Employees who retire in 2029 or later will qualify for a full pension since the UPS is available as an alternative to the NPS, introduced in 2004. Those retiring before completing 25 years of service will receive their pensions on a pro-rata basis. Nonetheless, the minimum pension is fixed at Rs 10,000 for individuals who have completed a minimum of 10 years of service.
How Will Be Pension Calculated Under UPS
The introduction of the 8th Pay Commission is anticipated in 2026, although this is currently speculative since the government has not yet announced its formation. The commission will offer recommendations for implementation subject to Cabinet approval. The term of the 7th Pay Commission is set to end on December 31, 2025.

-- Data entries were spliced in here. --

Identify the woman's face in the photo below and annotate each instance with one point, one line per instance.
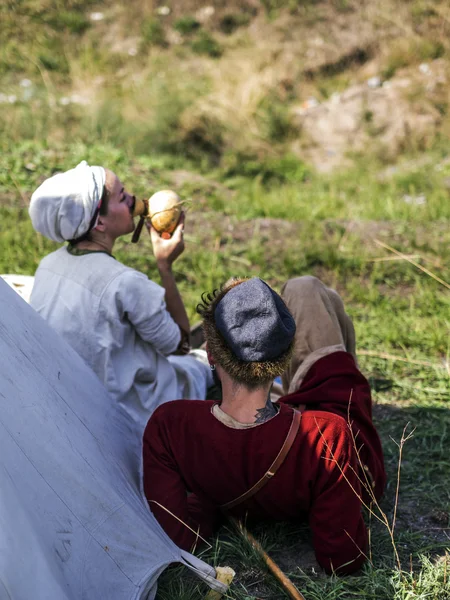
(118, 219)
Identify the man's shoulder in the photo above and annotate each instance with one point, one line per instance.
(324, 422)
(181, 409)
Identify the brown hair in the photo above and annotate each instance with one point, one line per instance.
(252, 375)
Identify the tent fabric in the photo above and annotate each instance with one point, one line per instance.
(74, 522)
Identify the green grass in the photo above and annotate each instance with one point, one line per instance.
(257, 209)
(323, 226)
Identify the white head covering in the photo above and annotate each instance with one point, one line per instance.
(63, 207)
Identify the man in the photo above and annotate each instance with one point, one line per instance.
(126, 327)
(255, 459)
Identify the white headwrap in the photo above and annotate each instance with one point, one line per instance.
(63, 207)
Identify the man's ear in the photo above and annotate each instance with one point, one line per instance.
(101, 225)
(209, 355)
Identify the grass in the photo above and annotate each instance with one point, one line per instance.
(222, 139)
(396, 309)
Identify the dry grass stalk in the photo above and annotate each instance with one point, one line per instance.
(389, 258)
(411, 361)
(413, 262)
(366, 484)
(196, 533)
(286, 583)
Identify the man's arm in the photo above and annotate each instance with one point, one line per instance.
(337, 525)
(166, 252)
(186, 520)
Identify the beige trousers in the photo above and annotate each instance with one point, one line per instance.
(323, 326)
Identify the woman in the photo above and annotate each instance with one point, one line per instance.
(125, 326)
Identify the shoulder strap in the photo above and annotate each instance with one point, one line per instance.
(273, 467)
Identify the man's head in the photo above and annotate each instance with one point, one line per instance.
(249, 331)
(68, 206)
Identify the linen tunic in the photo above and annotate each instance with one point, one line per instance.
(116, 319)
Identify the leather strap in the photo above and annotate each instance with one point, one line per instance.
(273, 467)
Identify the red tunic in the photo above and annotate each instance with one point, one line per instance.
(185, 448)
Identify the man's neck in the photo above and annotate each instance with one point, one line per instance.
(96, 245)
(246, 406)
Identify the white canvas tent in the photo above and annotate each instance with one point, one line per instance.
(74, 524)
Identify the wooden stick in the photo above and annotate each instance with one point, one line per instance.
(386, 356)
(413, 262)
(273, 567)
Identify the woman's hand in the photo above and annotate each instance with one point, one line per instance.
(166, 251)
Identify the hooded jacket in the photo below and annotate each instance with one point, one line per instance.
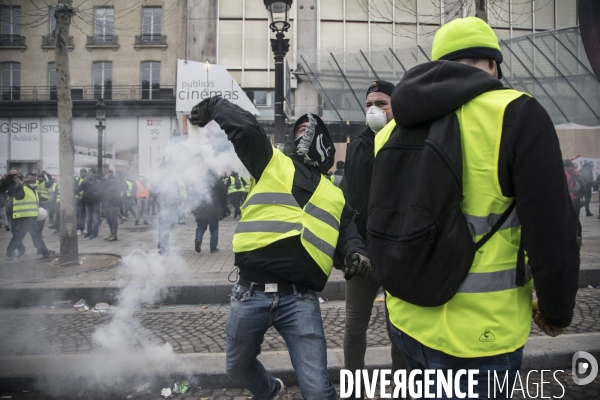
(356, 180)
(284, 261)
(529, 169)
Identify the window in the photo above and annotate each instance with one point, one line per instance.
(151, 24)
(52, 80)
(150, 80)
(261, 98)
(10, 22)
(104, 24)
(11, 81)
(102, 80)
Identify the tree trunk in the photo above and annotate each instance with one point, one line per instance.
(68, 210)
(481, 9)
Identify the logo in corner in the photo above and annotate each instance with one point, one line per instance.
(581, 368)
(487, 336)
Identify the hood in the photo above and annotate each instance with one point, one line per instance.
(429, 91)
(291, 150)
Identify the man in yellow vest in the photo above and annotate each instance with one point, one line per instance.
(510, 156)
(25, 211)
(294, 224)
(142, 191)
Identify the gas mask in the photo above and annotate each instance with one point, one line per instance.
(376, 118)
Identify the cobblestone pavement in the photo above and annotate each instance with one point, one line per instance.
(194, 329)
(566, 390)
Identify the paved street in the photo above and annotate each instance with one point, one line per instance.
(199, 328)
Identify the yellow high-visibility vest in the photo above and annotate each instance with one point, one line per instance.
(271, 213)
(28, 206)
(489, 315)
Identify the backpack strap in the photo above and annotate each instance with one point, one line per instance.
(496, 226)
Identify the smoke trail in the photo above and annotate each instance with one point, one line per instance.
(123, 348)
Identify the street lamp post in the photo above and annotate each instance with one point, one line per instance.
(278, 17)
(101, 117)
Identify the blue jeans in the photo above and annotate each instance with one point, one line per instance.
(93, 218)
(297, 318)
(422, 357)
(213, 226)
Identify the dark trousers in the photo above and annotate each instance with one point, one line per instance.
(577, 204)
(236, 199)
(167, 218)
(80, 215)
(128, 207)
(21, 227)
(93, 218)
(213, 226)
(112, 219)
(586, 199)
(40, 224)
(360, 295)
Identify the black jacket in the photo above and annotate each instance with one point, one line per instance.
(214, 205)
(530, 169)
(89, 192)
(356, 181)
(285, 261)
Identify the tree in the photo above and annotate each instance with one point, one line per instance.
(69, 251)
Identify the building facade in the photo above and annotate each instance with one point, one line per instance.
(126, 51)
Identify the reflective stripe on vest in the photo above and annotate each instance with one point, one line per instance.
(271, 213)
(28, 206)
(489, 315)
(42, 191)
(142, 192)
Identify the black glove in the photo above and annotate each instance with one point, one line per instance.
(356, 265)
(200, 115)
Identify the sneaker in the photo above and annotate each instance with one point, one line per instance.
(49, 253)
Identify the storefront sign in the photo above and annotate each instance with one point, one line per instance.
(197, 81)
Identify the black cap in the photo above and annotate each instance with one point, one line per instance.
(381, 87)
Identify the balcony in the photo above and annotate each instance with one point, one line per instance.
(149, 40)
(49, 42)
(89, 93)
(12, 42)
(103, 42)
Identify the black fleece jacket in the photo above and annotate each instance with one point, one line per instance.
(530, 169)
(285, 261)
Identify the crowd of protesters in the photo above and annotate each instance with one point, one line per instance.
(114, 197)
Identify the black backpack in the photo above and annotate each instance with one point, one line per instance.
(419, 241)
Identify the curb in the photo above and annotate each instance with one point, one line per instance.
(207, 370)
(42, 294)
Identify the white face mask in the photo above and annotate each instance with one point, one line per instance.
(376, 118)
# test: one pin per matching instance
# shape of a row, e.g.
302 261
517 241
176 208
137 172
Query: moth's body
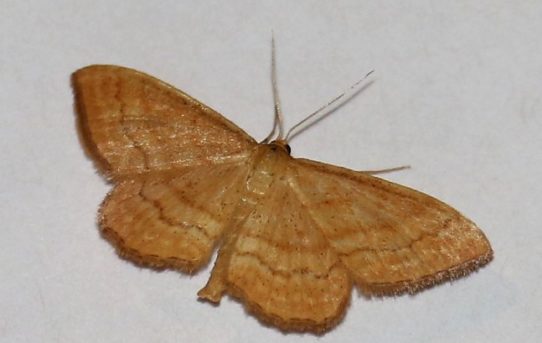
293 235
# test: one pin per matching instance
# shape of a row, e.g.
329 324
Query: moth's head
280 144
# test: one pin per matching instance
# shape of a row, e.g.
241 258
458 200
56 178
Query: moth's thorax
269 164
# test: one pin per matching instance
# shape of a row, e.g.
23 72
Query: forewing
173 221
132 123
281 266
391 238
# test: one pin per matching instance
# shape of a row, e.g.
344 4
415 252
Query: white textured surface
457 95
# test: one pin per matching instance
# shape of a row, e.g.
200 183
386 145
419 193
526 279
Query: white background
457 95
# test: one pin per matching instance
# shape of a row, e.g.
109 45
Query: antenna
326 109
278 121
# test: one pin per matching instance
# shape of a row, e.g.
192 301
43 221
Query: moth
294 236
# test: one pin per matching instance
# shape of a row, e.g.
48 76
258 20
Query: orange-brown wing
278 262
391 238
132 123
173 221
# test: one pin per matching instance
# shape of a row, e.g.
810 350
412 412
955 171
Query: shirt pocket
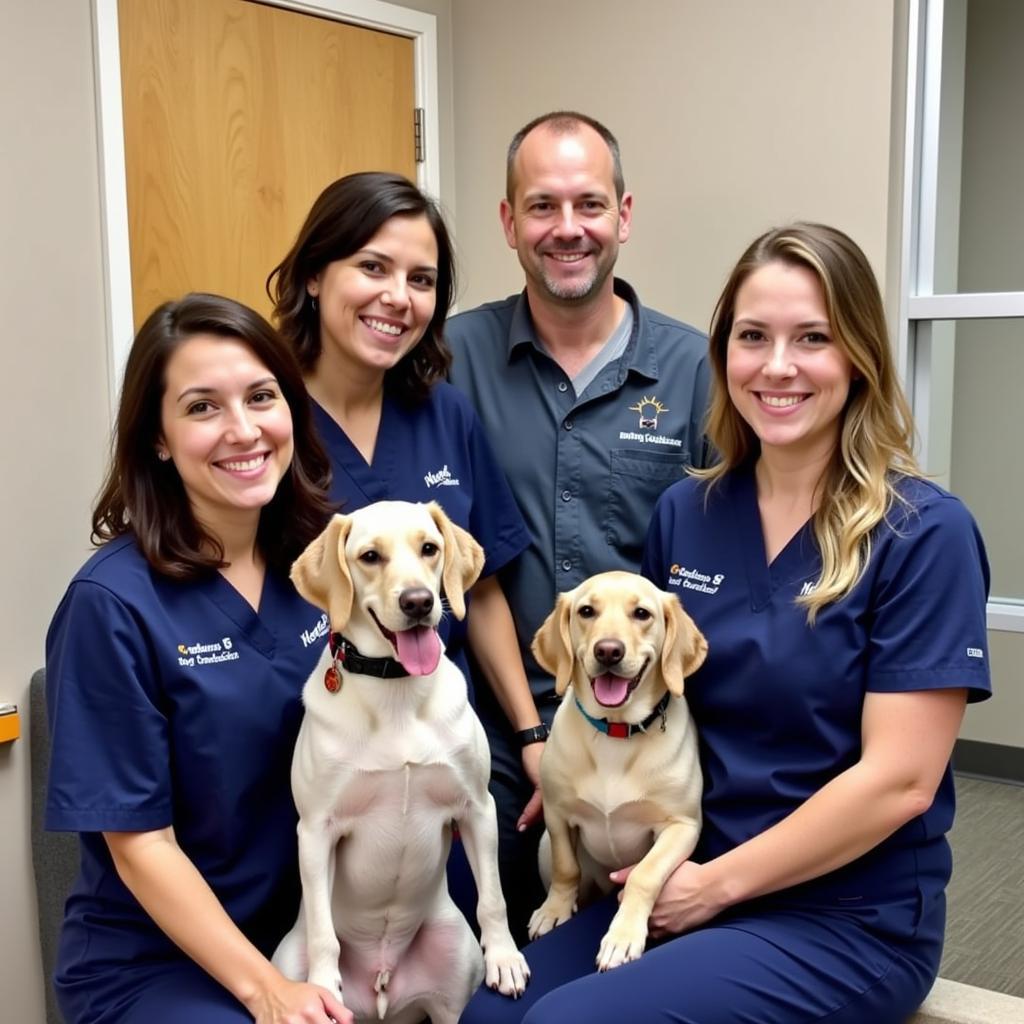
636 480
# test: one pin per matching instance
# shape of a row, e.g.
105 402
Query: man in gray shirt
593 403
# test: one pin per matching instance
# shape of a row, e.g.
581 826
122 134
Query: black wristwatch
538 734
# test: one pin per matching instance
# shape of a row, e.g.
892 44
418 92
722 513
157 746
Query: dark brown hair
343 218
145 497
564 123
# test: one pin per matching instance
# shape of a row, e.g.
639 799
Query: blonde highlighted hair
877 435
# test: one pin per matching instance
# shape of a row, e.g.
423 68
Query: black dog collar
347 656
623 730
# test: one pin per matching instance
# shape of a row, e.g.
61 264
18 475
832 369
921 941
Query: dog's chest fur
617 802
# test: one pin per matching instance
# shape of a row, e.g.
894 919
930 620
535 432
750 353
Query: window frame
932 157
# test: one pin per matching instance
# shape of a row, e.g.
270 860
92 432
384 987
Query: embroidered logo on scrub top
440 478
321 630
649 409
190 654
706 583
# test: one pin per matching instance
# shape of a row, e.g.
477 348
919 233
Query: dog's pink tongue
419 649
610 689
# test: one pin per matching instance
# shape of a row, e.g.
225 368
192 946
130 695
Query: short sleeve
928 626
495 519
110 766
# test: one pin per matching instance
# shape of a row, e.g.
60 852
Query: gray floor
985 923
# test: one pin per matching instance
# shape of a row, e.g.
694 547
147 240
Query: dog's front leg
563 892
627 935
317 840
506 969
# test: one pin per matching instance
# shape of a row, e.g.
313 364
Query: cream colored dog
620 774
389 754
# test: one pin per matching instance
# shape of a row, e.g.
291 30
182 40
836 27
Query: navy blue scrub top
432 451
175 704
778 704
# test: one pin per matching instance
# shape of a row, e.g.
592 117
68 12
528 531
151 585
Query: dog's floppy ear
463 560
552 644
321 572
685 646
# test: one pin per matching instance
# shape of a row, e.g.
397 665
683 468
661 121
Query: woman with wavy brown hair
174 670
843 599
363 296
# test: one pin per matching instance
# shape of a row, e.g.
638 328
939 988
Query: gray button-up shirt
585 470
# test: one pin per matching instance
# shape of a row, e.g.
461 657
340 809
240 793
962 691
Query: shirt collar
639 356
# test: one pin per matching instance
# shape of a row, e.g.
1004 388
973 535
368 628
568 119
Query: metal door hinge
418 130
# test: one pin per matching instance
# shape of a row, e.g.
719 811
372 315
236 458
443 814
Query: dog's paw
623 942
331 980
553 911
506 969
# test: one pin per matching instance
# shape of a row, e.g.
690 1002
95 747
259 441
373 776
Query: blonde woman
843 597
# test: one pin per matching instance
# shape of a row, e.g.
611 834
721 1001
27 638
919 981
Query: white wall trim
415 25
967 305
1006 615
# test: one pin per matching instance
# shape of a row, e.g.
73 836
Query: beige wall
53 416
732 116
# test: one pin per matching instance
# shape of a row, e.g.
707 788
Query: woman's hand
534 810
298 1003
685 901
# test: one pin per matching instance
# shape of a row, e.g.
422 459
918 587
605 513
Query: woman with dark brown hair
363 296
175 663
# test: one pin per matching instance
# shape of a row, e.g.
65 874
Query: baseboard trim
998 762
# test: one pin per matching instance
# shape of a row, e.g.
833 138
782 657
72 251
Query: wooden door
236 116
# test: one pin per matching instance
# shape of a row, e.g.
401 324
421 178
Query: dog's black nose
417 602
609 651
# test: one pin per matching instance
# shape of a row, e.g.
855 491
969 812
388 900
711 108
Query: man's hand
683 903
534 810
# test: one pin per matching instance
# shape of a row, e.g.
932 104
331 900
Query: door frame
418 26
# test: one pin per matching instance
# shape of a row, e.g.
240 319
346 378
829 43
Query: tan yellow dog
620 774
389 754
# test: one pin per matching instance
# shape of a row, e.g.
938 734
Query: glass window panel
991 215
986 464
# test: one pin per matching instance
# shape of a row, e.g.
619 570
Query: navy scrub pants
778 966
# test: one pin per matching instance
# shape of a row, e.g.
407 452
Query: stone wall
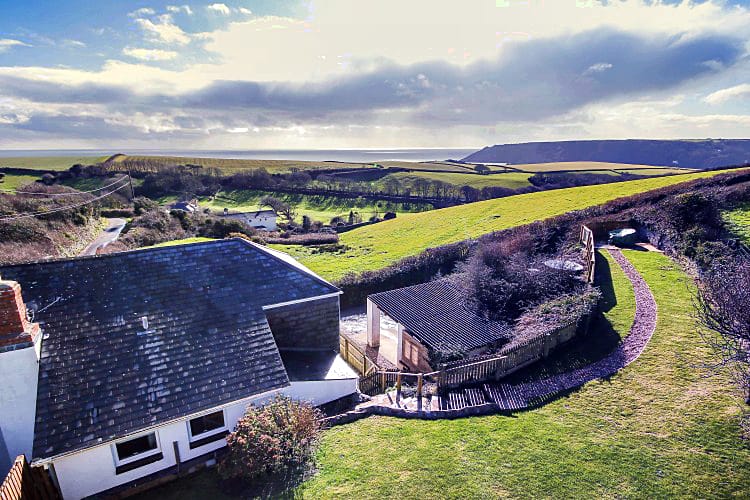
307 325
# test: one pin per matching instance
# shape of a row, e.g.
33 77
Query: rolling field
739 222
11 182
511 180
322 208
590 166
658 429
376 246
49 162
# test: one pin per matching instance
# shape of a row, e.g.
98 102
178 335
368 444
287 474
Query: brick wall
307 325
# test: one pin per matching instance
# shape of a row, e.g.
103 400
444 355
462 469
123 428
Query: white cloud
597 68
143 11
741 91
149 54
164 30
7 43
219 8
176 9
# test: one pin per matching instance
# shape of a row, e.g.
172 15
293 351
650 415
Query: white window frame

If reports are to be believed, the 8th Pay Commission’s pay matrix is likely to be prepared using a fitment factor of 1.92. With this fitment factor, the current minimum salary for Level 1 under the 7th Pay Commission, which is Rs 18,000 with a grade pay of 1800, could be revised to Rs 34,560. The maximum salary for Level 18, the highest pay scale in the central government fixed for the position of cabinet secretary, is currently Rs 2.5 lakh. The pay scale hierarchy consists of 18 levels, with Level 18 being the top tier. Based on a fitment factor of 1.92, the maximum salary in the government sector may be revised to Rs 4.8 lakh under the 8th Pay Commission, reports FE.
What Will Be The Minimum And Maximum Pension Under Unified Pension Scheme?
Under the Unified Pension Scheme (UPS), the pension is determined at 50% of the average monthly salary during the 12 months before retirement. For instance, as full pension eligibility under the UPS requires 25 years of service, the initial group of pensioners qualifying for a full pension will retire in 2029, marking 25 years of service. This schedule coincides with the shift from the Old Pension Scheme (OPS) to the New Pension System (NPS) in January 2004, following the discontinuation of the OPS.
Should the 8th Pay Commission be enacted in January 2026, as anticipated by central government employees, the minimum wage is expected to be Rs 34,560, with the maximum reaching up to Rs 4.8 lakh. Additionally, employees are projected to benefit from five DA increments to their salaries before January 2029, coinciding with the retirement of the initial group of employees appointed in 2004. With a projected 4% hike at each interval, the DA is estimated to constitute 20% of the basic salary by that time.
For a salary of Rs 34,560, a 20% DA would add Rs 6,912, making the pension Rs 20,736, as it is calculated as 50% of the basic salary plus DA, for those in Level 1. Similarly, for a salary of Rs 4.8 lakh, with a DA of Rs 96,000, the pension for those in Level 18 would be Rs 2,88,000, which is 50% of their last drawn salary in January 2029.